Vänskä is also a formidable clarinettist, as was demonstrated in this program’s opening work, Mozart’s Serenade in E flat (for two each of oboe, clarinet, bassoon and horn), written with both gifted amateurs and court-level professionals in mind. The ‘Vänskä Octet’ didn’t play with the polish of, for example, the Netherlands Wind Ensemble (which gave a memorable performance of Mozart’s large-scale B flat Serenade just over a year ago at Princeton University) – but that was not necessarily such a bad thing, in that the individualistic playing yielded animated, engaging music with high contrast and plenty of character. The players also brought a deeper ensemble timbre that is normally associated with this music, the beautifully phrased Adagio and Allegro finale bringing spirited, almost mischievous raucousness more associated with Mozart’s comic operas.
The marquee name for the program was Joshua Bell, soloist in Prokofiev’s Violin Concerto No.1. Completed in 1917 the work is not only influenced by classical models but by the composer’s French contemporaries who were in full backlash against Romantic ‘excess’. This music works best with a small orchestra, and Bell, Vänskä and the players demonstrated remarkable wizardry in a work that is paved with rhythmic landmines and places enormous demands on both soloist and conductor. The non-stop ‘back-and-forth’ between violin and orchestra in the opening Andantino was navigated almost effortlessly, presenting the music’s restless undercurrents in unusual relief. The edgy scherzo is the ‘showpiece’ movement for the soloist, and it was here that Bell used his outstanding range of instrumental color to underline the music’s highly punctuated, propulsive excitement, from the opening flourish to the startling, ambiguous final bar.
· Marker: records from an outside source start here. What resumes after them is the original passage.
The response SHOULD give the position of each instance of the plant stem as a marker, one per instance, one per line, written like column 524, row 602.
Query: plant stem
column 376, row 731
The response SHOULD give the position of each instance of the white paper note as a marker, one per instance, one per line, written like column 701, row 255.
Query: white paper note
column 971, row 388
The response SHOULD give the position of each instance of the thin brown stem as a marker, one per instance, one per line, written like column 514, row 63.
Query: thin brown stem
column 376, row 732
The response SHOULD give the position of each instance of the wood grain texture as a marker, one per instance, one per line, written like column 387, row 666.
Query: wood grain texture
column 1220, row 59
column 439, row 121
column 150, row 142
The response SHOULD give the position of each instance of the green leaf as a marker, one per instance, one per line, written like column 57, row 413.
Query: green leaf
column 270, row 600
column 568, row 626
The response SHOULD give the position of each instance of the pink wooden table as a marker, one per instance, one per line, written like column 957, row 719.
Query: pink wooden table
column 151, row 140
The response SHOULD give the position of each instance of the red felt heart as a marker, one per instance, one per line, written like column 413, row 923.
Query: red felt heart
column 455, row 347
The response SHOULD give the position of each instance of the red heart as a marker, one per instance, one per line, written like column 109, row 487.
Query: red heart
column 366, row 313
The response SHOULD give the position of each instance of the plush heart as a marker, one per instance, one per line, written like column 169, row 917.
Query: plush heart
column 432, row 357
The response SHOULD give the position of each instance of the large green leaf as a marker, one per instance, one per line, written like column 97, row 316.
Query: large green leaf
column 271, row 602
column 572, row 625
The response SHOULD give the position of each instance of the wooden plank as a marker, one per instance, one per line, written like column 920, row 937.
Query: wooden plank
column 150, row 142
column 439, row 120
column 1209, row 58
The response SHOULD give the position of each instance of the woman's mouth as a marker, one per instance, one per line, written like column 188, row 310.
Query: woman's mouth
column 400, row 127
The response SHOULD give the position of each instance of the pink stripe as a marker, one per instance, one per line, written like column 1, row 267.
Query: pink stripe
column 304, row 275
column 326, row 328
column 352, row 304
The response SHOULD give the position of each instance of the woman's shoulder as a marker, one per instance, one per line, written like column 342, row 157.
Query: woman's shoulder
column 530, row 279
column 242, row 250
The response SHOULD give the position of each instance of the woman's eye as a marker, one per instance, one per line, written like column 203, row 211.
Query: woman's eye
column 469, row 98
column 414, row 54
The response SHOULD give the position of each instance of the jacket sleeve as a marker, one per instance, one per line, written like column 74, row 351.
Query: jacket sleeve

The Moderato finale contains remarkable interplay between the soloist and wind players, with Bell and the orchestra allowing the music to unfurl compellingly through to the work’s serene coda.
One of Vänskä’s highest-profile projects with the Minnesota Orchestra is recording a Beethoven symphony cycle for BIS. The Mostly Mozart Festival Orchestra is not only a much smaller band but takes a different technical approach to performance, with one foot in the ‘authentic’ camp (for example, far less vibrato from the strings). In the Adagio molto introduction to Beethoven’s First Symphony, the orchestra utilized the sort of crescendo-decrescendo that has become commonplace in ‘authentic’ readings – but in the Allegro, Vänskä called for the same strongly contrasting dynamics, sometimes within a phrase and even from one note to another, that have characterized his Beethoven recordings, and elicited far more aggressive bowing from the orchestra than is common. The players had their eyes on Vänskä from the get-go, responsive to his taut, baton-less direction. This was ‘revolutionary’ as opposed to ‘classical’ Beethoven, with startling attacks and dynamics reminiscent more of Toscanini or Reiner than Gardiner or Harnoncourt, with the finale in particular betraying portents of the Fifth and Seventh Symphonies, bringing the program to a rousing close.